Washington Becomes The First U.S. State To Legalize Human Composting


According to the Seattle Times, Washington became the first state to legalize human composting on Tuesday when Governor Jay Inslee signed SB 5001, a bill that would recognize “natural organic reduction” as a legal way to dispose of bodies.

The process in question works similarly to composting in that a human body is placed in a container with other organic components, such as straw and wood, where it decomposes naturally over the span of about four weeks. The method provides an alternative to cremation and burial, which often involve a combination of embalming, caskets, and headstones.

The organic reduction process is much slower but also less carbon-intensive, allowing a body to decompose into clean, odorless soil in a matter of weeks.

The law provides the opportunity for projects such as Recompose, whose goal is to build the first urban “organic reduction” funeral home in the country, to take shape. Recompose would use a crematorium model to dispose of human bodies but utilize composting methods.

Recompose has already run studies to test the composting process of human bodies. In the summer of 2018, with the help of six terminally ill people who donated their bodies to the project, the group was able to develop a method to turn the bodies into clean, nutrient-rich, odorless soil that passed all federal and state safety guidelines for potentially hazardous pathogens and pollutants.

Joshua Slocum, director of the Funeral Consumers Alliance, a national public-advocacy group based in Vermont, commented on Washington’s decision to pass the law.

“In this country, we have a massively dysfunctional relationship with death, which does not make good principles for public policy…It’s a real tough thing for people to get their minds around, and a lot of our state laws stand in the way of people returning to simple, natural, uncomplicated, inexpensive ways of doing things.”

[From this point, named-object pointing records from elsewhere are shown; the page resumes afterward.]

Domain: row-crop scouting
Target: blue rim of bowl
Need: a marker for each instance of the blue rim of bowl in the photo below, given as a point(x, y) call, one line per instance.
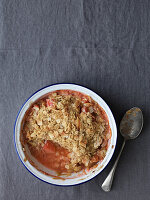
point(23, 162)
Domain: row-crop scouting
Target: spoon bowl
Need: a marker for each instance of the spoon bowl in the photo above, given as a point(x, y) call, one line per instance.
point(130, 127)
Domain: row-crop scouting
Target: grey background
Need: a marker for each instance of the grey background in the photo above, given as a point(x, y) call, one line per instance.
point(104, 45)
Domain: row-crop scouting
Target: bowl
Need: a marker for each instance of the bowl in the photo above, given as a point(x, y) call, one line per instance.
point(50, 176)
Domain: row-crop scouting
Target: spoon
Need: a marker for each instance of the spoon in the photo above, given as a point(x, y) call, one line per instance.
point(130, 127)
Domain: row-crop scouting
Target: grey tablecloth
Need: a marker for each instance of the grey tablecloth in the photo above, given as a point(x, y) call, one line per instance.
point(101, 44)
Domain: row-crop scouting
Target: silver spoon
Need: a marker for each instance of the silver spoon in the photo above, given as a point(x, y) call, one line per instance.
point(130, 127)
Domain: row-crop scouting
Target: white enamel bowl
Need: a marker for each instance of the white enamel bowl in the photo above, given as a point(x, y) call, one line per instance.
point(77, 178)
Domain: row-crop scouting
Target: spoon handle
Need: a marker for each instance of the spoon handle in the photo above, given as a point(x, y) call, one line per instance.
point(106, 186)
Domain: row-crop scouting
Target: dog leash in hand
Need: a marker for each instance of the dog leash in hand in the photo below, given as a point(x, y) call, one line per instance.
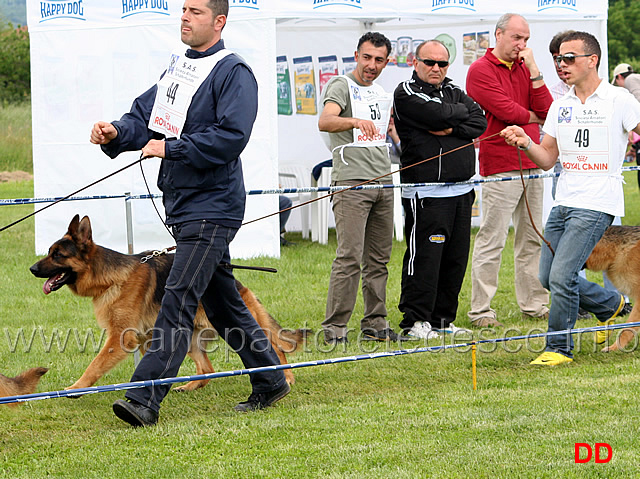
point(526, 202)
point(370, 181)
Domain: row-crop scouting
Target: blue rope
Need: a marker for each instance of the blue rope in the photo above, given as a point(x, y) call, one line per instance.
point(304, 189)
point(321, 362)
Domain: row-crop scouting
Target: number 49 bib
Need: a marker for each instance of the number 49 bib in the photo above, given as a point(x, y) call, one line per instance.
point(176, 89)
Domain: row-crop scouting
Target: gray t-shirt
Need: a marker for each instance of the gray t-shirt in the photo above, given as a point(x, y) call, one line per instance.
point(632, 83)
point(361, 163)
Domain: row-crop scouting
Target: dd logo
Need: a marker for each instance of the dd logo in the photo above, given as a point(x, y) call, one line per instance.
point(598, 446)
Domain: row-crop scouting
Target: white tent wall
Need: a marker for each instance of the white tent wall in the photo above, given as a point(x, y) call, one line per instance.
point(91, 58)
point(299, 141)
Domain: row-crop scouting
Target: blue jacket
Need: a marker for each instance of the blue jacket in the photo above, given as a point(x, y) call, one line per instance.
point(201, 174)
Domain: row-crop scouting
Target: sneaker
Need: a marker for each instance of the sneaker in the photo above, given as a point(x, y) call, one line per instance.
point(486, 322)
point(549, 358)
point(387, 334)
point(262, 400)
point(135, 413)
point(422, 330)
point(602, 336)
point(458, 333)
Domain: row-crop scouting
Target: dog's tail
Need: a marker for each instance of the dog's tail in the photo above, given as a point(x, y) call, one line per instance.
point(286, 340)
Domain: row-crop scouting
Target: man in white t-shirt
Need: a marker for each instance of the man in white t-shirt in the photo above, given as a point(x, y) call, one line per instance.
point(588, 129)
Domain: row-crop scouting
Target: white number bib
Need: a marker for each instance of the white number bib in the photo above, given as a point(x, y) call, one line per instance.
point(584, 139)
point(370, 103)
point(176, 89)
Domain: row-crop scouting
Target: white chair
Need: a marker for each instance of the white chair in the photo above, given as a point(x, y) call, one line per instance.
point(320, 209)
point(296, 176)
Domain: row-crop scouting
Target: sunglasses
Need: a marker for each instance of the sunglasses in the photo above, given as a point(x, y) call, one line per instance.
point(569, 58)
point(432, 63)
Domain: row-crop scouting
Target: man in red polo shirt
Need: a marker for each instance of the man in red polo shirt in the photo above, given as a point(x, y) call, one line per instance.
point(508, 85)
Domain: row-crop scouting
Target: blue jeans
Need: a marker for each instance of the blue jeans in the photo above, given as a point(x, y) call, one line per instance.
point(573, 233)
point(196, 275)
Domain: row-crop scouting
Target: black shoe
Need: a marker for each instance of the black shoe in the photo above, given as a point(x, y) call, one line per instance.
point(337, 340)
point(384, 335)
point(262, 400)
point(135, 413)
point(284, 242)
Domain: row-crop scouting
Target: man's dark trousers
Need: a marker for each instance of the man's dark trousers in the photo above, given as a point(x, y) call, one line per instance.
point(197, 275)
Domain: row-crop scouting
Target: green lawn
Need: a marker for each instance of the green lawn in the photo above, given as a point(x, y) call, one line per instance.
point(402, 417)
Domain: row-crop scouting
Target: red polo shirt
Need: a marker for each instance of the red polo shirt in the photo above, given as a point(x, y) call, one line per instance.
point(506, 95)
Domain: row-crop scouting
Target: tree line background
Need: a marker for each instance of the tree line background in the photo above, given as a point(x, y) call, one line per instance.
point(15, 75)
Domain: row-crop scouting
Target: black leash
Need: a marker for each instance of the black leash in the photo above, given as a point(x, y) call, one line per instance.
point(74, 193)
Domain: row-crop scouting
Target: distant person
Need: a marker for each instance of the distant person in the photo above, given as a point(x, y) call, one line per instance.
point(624, 76)
point(204, 199)
point(433, 117)
point(508, 85)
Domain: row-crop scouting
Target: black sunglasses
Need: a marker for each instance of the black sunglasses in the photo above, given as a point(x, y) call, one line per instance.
point(569, 58)
point(432, 63)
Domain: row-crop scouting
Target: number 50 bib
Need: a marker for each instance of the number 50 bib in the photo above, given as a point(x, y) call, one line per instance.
point(176, 89)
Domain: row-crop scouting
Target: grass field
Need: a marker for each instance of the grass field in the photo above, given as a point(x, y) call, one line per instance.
point(16, 152)
point(403, 417)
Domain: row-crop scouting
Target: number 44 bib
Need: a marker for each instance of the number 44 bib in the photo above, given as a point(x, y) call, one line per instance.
point(176, 89)
point(584, 139)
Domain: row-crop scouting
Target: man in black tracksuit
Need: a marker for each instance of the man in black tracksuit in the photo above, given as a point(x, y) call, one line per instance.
point(434, 116)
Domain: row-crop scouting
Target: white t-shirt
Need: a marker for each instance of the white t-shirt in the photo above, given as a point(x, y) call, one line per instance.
point(592, 140)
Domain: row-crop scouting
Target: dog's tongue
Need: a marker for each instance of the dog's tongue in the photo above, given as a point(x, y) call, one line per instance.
point(47, 285)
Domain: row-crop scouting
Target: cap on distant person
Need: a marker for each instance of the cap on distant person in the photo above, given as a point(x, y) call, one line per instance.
point(622, 68)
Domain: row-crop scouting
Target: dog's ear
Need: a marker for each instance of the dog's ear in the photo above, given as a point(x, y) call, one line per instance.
point(84, 230)
point(73, 226)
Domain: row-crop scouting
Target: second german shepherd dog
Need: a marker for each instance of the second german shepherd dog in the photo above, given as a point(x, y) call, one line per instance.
point(126, 297)
point(24, 383)
point(618, 254)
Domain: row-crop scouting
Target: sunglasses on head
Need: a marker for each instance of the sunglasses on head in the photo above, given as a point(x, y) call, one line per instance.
point(432, 63)
point(569, 58)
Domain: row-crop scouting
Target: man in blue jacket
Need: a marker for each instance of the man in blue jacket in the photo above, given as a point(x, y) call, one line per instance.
point(198, 119)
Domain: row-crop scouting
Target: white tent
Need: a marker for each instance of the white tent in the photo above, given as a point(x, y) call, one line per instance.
point(91, 59)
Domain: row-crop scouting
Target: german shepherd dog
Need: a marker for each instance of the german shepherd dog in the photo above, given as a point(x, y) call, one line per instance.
point(126, 297)
point(618, 254)
point(25, 383)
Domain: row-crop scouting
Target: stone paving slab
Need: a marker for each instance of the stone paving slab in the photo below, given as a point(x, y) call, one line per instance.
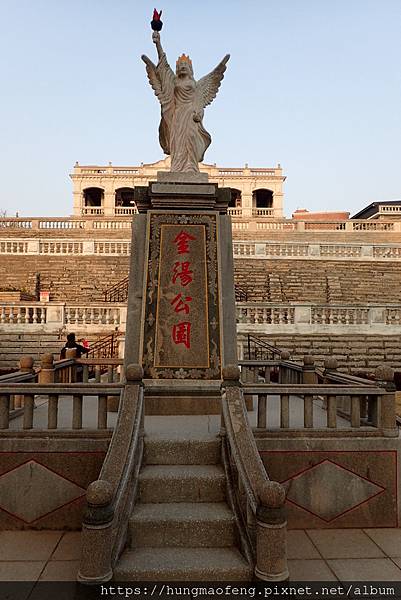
point(54, 555)
point(310, 570)
point(28, 545)
point(365, 569)
point(344, 543)
point(21, 570)
point(389, 540)
point(60, 570)
point(69, 547)
point(299, 545)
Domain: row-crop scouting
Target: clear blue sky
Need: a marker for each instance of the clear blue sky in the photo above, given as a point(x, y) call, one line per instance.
point(312, 84)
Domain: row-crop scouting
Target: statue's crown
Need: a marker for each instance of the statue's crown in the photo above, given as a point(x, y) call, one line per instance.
point(184, 58)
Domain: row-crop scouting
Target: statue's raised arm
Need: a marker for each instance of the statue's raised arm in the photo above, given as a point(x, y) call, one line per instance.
point(161, 78)
point(182, 101)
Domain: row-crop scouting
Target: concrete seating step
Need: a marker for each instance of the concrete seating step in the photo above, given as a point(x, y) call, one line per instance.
point(182, 524)
point(182, 564)
point(182, 451)
point(182, 483)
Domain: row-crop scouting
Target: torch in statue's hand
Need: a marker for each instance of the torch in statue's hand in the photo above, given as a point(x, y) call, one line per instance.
point(156, 23)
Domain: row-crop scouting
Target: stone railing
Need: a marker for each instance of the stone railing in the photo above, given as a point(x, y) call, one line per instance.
point(252, 317)
point(126, 210)
point(116, 222)
point(269, 317)
point(55, 315)
point(242, 249)
point(66, 247)
point(320, 401)
point(98, 211)
point(317, 251)
point(257, 502)
point(110, 499)
point(241, 220)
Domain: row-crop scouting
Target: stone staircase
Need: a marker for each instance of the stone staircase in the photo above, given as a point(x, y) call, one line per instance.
point(182, 528)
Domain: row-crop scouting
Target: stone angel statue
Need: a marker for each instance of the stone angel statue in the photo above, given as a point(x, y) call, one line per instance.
point(183, 100)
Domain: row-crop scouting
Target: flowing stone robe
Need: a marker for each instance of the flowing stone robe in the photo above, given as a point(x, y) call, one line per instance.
point(181, 131)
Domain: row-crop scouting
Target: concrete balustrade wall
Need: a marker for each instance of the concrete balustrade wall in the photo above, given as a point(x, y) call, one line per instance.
point(74, 278)
point(71, 278)
point(353, 352)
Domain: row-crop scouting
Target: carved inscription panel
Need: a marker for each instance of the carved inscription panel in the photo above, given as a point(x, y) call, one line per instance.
point(182, 335)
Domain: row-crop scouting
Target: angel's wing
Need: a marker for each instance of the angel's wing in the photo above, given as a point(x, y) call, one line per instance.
point(208, 86)
point(160, 77)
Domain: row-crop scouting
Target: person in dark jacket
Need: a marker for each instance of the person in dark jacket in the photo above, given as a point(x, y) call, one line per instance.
point(72, 343)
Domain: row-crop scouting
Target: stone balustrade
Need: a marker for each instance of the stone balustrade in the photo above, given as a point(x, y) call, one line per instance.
point(307, 318)
point(56, 315)
point(242, 249)
point(66, 247)
point(252, 317)
point(252, 219)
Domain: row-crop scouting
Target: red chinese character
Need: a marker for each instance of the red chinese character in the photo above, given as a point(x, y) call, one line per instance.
point(181, 334)
point(180, 303)
point(185, 275)
point(182, 241)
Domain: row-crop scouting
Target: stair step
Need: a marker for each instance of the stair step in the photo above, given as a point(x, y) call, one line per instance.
point(182, 564)
point(182, 483)
point(182, 451)
point(182, 524)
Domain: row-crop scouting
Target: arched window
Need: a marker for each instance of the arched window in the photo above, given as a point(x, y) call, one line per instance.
point(262, 198)
point(124, 197)
point(235, 201)
point(93, 197)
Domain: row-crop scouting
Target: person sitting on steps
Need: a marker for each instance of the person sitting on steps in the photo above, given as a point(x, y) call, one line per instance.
point(72, 343)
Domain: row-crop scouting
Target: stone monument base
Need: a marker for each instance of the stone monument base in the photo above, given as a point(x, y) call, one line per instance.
point(173, 177)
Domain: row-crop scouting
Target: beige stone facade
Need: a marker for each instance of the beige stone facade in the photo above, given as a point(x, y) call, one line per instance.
point(109, 190)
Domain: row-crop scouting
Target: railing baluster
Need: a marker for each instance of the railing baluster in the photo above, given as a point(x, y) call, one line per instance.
point(262, 406)
point(355, 411)
point(308, 411)
point(4, 412)
point(373, 410)
point(29, 403)
point(102, 413)
point(332, 412)
point(284, 411)
point(52, 415)
point(77, 411)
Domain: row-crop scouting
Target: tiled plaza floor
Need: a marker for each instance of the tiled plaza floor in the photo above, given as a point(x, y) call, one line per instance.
point(329, 555)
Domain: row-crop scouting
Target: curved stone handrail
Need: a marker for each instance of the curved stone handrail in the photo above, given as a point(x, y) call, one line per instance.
point(111, 497)
point(264, 499)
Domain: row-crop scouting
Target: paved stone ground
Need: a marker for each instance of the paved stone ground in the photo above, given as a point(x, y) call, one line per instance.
point(314, 555)
point(335, 555)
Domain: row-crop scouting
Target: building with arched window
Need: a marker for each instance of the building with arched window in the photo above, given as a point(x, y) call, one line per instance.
point(109, 190)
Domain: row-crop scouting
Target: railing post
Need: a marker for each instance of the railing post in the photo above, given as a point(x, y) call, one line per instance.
point(25, 366)
point(283, 371)
point(96, 549)
point(231, 378)
point(271, 538)
point(47, 371)
point(330, 364)
point(71, 353)
point(384, 376)
point(4, 411)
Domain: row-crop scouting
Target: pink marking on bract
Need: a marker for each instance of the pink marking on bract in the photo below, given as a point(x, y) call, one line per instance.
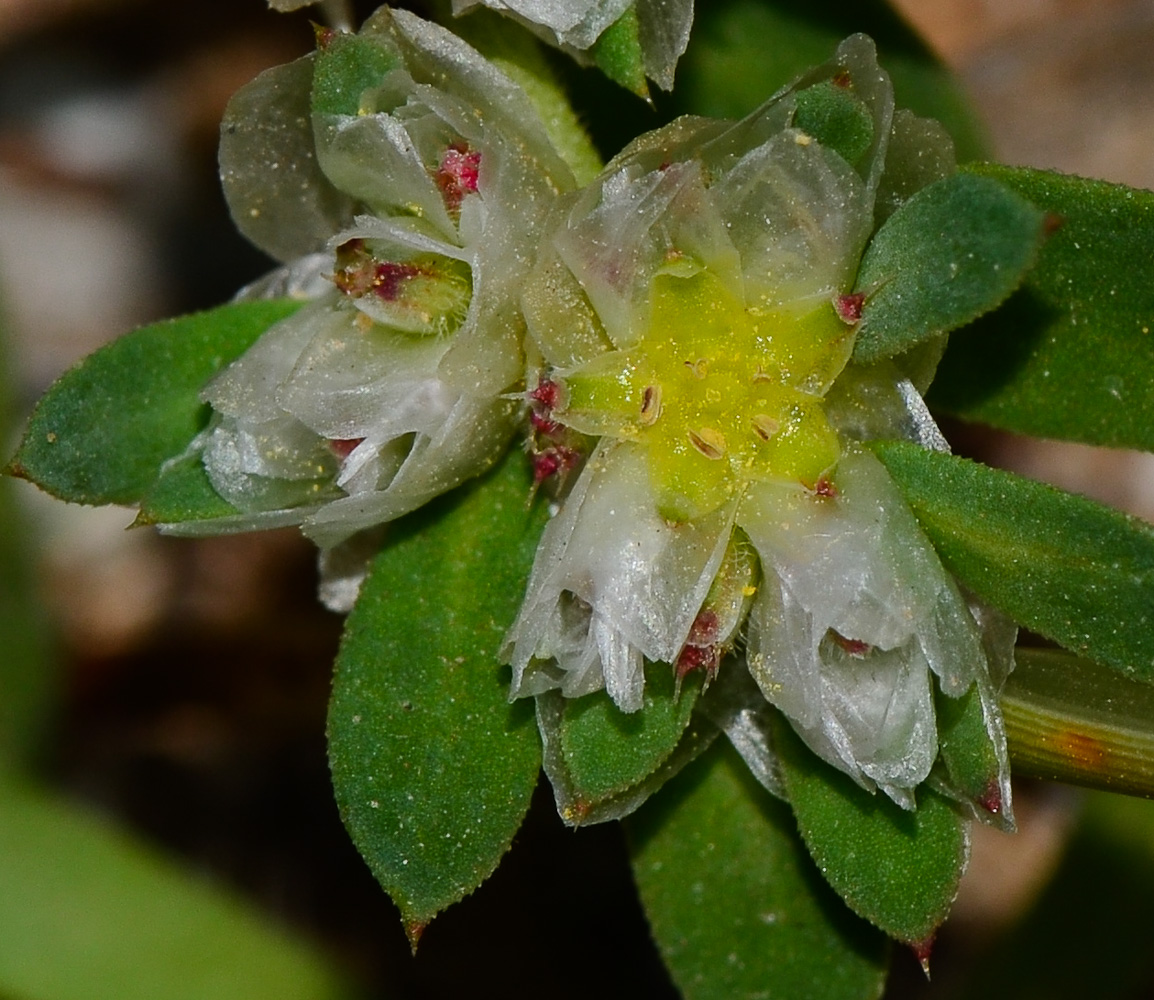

Washington already has several “green cemeteries,” where people can be buried without embalming, caskets or headstones, an alternative that allows bodies to naturally decompose without the process being inhibited by other factors.

By late 2020, Recompose hopes to have their first facility up and running with vessels for 20-25 individual people. Designer Katrina Spade, who dreamed up the project, commented to the local newspaper that she feels so happy about the law passing and can’t believe her project will finally have the legal grounds to become a reality.

“I can’t believe we’ve come all this way, but here we are.”